Un géant aux yeux mi‑clos : l’image qui marque
Interrogée sur la personnalité qui, selon elle, mérite le titre de « pire invité », Maïtena Biraben n’a pas hésité : « Johnny Hallyday ! Ah mais le machin que c’était. Il était extraordinaire », lance‑t‑elle dans l’extrait. Le choix surprend d’emblée : il ne s’agit pas d’une critique acerbe, mais d’un souvenir puissant, raconté avec la bienveillance de quelqu’un qui a appris à accepter les autres tels qu’ils sont.
Elle décrit un homme marqué par l’expérience médiatique, presque en pilotage automatique : « Lui, il a fait 600 000 interviews. Lui, il arrive, il est comme ça, les yeux mi‑clos, mais vraiment plus que mi‑clos. Il attend, il répond en automatique. » Cette image — celle d’une star immense, presque absente — souligne la distance que peut instaurer la répétition des sollicitations médiatiques sur une carrière longue de décennies.
Le déclic : un instant qui change tout
Pourtant, ce tableau s’efface soudain. Maïtena Biraben raconte qu’une seule question, dont elle ne dévoile pas le contenu, a suffi à provoquer une réaction vive chez le chanteur : « Et là son œil bleu s’est ouvert. Là, tout d’un coup tu te dis ‘il m’écoute en vrai’. Là, il m’écoute. Et juste après il referme », rapporte‑t‑elle en riant. Elle conclut, malicieusement : « C’est horrible. »
Ce passage, à la fois drôle et poignant, révèle la fragilité de l’exercice d’interview face à une personnalité sur‑exposée. Le contraste entre le moment d’apparente désinvolture et l’éclair d’attention offre un portrait nuancé : Johnny Hallyday reste formidablement professionnel, mais humainement affecté par l’usure du métier.
Une animatrice lucide et sans rancœur
Malgré cette anecdote, Maïtena Biraben ne nourrit aucune amertume. « J’accepte les gens comme ils sont. J’accepte la vie avec ce qu’elle amène », dit‑elle simplement, résumant une philosophie forgée au fil d’une carrière atypique.

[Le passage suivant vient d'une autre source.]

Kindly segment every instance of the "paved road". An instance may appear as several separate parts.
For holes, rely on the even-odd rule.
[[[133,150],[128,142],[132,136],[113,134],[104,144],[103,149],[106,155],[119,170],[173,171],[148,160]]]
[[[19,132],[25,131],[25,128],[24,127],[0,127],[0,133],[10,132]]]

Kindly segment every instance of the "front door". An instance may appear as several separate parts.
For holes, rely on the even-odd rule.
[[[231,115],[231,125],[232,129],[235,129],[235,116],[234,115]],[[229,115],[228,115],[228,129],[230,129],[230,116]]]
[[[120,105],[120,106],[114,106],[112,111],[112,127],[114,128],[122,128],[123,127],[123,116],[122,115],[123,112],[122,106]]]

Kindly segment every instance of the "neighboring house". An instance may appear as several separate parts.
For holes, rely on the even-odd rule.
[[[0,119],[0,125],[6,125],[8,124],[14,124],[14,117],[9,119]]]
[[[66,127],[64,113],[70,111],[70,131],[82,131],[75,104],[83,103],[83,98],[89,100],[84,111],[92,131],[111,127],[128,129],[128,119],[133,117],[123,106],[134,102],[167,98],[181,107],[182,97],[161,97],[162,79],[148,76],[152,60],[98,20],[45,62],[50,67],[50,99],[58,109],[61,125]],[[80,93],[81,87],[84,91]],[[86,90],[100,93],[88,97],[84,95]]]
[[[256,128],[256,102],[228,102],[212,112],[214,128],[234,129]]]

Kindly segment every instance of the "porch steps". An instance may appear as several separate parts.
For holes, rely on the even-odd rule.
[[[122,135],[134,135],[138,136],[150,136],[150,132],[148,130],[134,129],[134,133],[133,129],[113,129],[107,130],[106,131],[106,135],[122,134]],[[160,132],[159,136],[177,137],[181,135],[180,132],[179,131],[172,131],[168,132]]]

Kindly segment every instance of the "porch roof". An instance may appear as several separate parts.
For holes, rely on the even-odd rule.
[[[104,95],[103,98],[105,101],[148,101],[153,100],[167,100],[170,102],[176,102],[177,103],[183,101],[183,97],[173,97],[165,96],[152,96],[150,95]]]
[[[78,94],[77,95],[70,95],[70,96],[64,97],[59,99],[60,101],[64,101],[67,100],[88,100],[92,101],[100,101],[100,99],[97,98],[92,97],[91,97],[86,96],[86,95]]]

Elle confie aussi une évidence personnelle : le plateau a toujours été son terrain de prédilection. « J’ai toujours été plus à l’aise sur un plateau de télé que n’importe où dans la vie », admet‑elle. Cette aisance contrastait avec des zones de fragilité hors plateau et a façonné son rapport au public et aux invités.
Maïtena Biraben a par ailleurs évoqué, dans une vidéo diffusée par Mesdames Média, avoir été diagnostiquée autiste à l’âge de 57 ans. Elle y racontait : « Ça fait 28 ans maintenant que je cherche à comprendre ce qui dysfonctionne chez moi », une phrase qui replace son parcours personnel et professionnel dans une logique d’explication plutôt que d’excuse. Elle a qualifié le diagnostic de « un bus dans la tronche », soulignant la violence de la découverte malgré le soulagement qu’elle a pu apporter.
Plutôt que de se retrancher, elle tire de ce diagnostic une clé de lecture de sa trajectoire : « Je crois que c’est justement parce que je le suis, que j’ai pu faire la carrière que j’ai faite, parce que je pense que j’ai posé les questions que les autres ne se posaient pas. » Pour elle, le format codifié et prévisible du plateau télévisé — « le contraire de la vie » — a été l’espace où elle se sentait la plus à sa place.
La séquence racontée à RTL, telle que reprise par Télé‑Loisirs, restera un exemple de ces instants de télévision où la star se montre à la fois distante et vulnérable, et où l’animateur perçoit, en une fraction de seconde, la présence réelle d’un interlocuteur. Un souvenir drôle, frappant et finalement humain — celui d’une rencontre entre deux professions de l’écran qui se comprennent sans toujours se reconnaître.